Recently, a fake Instagram email successfully bypassed Google’s email filters and made it into hundreds of employee inboxes used by a prominent US life insurance company based in New York.
This was revealed in a report by Armorblox, a cybersecurity company specializing in stopping business email compromise (BEC) campaigns. According to its threat research team, the spoofed email originated from “lnstagram Support” with the email address,
[email protected]. The “l” you see in “Instagram” is actually a small letter “L”. It wouldn’t have been obvious—if not for Gmail automatically setting the first letter of a sender’s name in caps—as you can see from the screenshot below.
Clearly, threat actors have layered their campaign with a number of known fraud tactics, one of which is using a homoglyph (or homograph), making this a good example of a homograph attack, as well.
A homograph attack is a method of deception where threat actors take advantage of how certain character scripts look the same. In this case, a small “L” looks the same as a big “i”.
The initial scam email reads in full:
FROM: Lnstagram Support <[email protected]> SUBJECT: Instagram Support MESSAGE BODY: You have been reported for sharing fake content in your membership. and approved by us. You must Verify your membership. If You Can't Verify Within 24 Hours Your membership will be permanently deleted from our servers. You can continue by pressing the Verify button to verify your membership.
The phishing email tells the recipient that their Instagram account has been reported for spreading fake or false information, which nowadays is not unheard of and considered a serious breach of Instagram’s Terms of Service. The scammers then push the recipient to verify their “membership” within 24 hours else their Instagram account will be deleted. Incorporating a sense of urgency is a scam red flag because it aims to get users to act first and think later when it’s too late.
Clicking the verify button takes users to a Google’s Site page instead of the actual Instagram page—another red flag. Here, users are then asked for their credentials as a requirement for verification.
The phishing site also offers up some fraudulent text that can make the whole process feel more official. The text from the phishing site is as follows:
We have received numerous complaints that you violated our copyright laws regarding your account. If you do not give us feedback, your account will be removed within 24 hours. If you think this is wrong, please verify your information below. We ask for this information because we cannot verify that you are the real owner of your account.

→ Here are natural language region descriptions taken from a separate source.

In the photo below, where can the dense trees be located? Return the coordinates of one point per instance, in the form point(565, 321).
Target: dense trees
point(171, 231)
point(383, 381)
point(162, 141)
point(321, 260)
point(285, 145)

Be on the lookout, dear Reader, for this or similar campaigns that might land in your work inbox in the future. We always advise caution when dealing with emails—both unsolicited and claiming to have come internally—especially those that want something from you and pressures you to act quickly “or else”. If you have an email that you’re unsure if it’s a phish, ask your colleagues or contact the person who sent you the email via other means. Better safe than sorry, as they say, because one small slip-up is all it takes for an entire organization to get compromised. After all, big attacks do start small.